Expressions is based on a fairly straight forward transformation.
Function applications within an Expression
with arguments that contain an extract like this:
Expression { foo(extract(a), b, extract(c) }
are rewritten like so:
instance.apply2(a,c)(foo(_,b,_))
where instance is either Monad[A]
or Applicative[A]
depending on what is available in scope
Sometimes bind
must be used in order to desugar the Expression:
Expression { foo(extract(bar(extract(a))), b, extract(c)) }
In this situation bar
takes an A
and produces a Something[A]
. Here is the desugared code:
instance.apply(instance.bind(a)(bar),c)(foo(_,b,_))
Match statement:
Expression {
extract(a) match {
case 1 => extract(b)
case 2 => extract(c) + 1
}
}
becomes:
instance.bind(a)(_ match {
case 1 => b
case 2 => instance.map(c)(cc => cc + 1)
}
Match statements can get hairy:
Expression {
val foo = extract(getFoo)
extract(bar) match {
case `foo` => extract(b)
case 2 => extract(c) + 1
}
}
becomes:
{
val foo = getFoo
instance.bind(instance.apply(foo, bar)((_,_)){ case (x$1, x$2) => x$1 match {
case `x$2` => b
case 2 => instance.map(c)(cc => cc + 1)
}
}
Async/Await is based on a language feature from C#. It basically does the same thing, but specialized for Future
's. My experimentation reveals that it is not possible to "fail-fast". It might be better optimized for runtime performance.

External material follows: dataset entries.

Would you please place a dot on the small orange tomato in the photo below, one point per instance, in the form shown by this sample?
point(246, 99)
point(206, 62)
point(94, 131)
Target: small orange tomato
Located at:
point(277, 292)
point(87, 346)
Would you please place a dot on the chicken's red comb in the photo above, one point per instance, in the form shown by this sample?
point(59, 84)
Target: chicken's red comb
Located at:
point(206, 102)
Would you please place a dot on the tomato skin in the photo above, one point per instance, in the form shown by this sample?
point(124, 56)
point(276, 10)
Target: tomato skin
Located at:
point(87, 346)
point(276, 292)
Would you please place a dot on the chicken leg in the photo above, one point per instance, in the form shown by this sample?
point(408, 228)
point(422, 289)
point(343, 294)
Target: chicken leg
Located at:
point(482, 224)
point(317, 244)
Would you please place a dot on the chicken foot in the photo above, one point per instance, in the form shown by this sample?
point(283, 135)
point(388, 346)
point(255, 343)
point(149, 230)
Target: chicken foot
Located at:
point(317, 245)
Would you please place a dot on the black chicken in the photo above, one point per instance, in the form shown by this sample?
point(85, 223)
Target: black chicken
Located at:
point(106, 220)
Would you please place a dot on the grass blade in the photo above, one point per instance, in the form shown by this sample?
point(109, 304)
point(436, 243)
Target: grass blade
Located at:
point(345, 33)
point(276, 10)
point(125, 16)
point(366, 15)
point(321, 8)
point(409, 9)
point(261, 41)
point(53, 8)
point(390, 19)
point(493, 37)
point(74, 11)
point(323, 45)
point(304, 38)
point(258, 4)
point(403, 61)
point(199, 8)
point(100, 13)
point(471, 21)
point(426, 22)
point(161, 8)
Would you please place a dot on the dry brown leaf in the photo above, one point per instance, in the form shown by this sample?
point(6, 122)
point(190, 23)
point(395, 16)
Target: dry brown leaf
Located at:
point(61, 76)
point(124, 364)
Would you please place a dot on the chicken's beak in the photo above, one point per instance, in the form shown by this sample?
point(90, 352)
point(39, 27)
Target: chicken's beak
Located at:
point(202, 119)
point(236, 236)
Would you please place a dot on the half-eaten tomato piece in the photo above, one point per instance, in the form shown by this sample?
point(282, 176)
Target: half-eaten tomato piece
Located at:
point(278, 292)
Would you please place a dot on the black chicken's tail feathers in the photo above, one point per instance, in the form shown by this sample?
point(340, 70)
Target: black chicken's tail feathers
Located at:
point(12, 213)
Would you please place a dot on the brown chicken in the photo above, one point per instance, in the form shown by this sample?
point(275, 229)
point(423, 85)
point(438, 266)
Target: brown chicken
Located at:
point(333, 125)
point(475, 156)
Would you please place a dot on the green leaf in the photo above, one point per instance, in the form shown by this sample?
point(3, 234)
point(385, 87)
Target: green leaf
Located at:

Effectful generalizes the idea behind Async/Await to any Monad. It currently does not use the least powerful interface and as such fundamentally does not support failing-fast for Future
s.
Scala Workflow is the most advanced project out there doing a similar thing. It uses the least powerful abstraction and also allows injecting functions available on the abstraction right in the middle of a workflow. Unfortunately, Scala Workflow requires untyped macros which are no longer supported in the latest version of Macro Paradise. It also does more heavy lifting then I believe is necessary. For instance it implements the implicit extraction on its own where as Expressions rely on good old Scala implicit resolution. This means that implicit extraction will break down in Expressions if the code has other unrelated implicit conversions (because Scala does not support multiple implicit conversions). IMHO this is a separate concern and I would rather see a macro or Scala itself support multiple implicit conversions with all the gotchas that come with it. So although Scala Workflow is in theory the most feature-full and generic solution, it has a possibly overly complicated implementation.
- Fix limitations
- Implement
ctx
- Support for nested abstractions
- Generalize tests
- Currently the large majority of tests only test the
Option
context, there is no fundemental reason it could not be generalized to test many Contexts at the same time, although this would require some nifty changes to ScalaCheck or some alternative. See how it's done in Effectful.
- Currently the large majority of tests only test the
- Make ScalaCheck function generation better
- Currenlty, ScalaCheck only generates constant functions, this means the properties run a much higher risk of being false positives. It would be possible to create a few function generators for our purposes, but much better would be to fix this issue on ScalaCheck.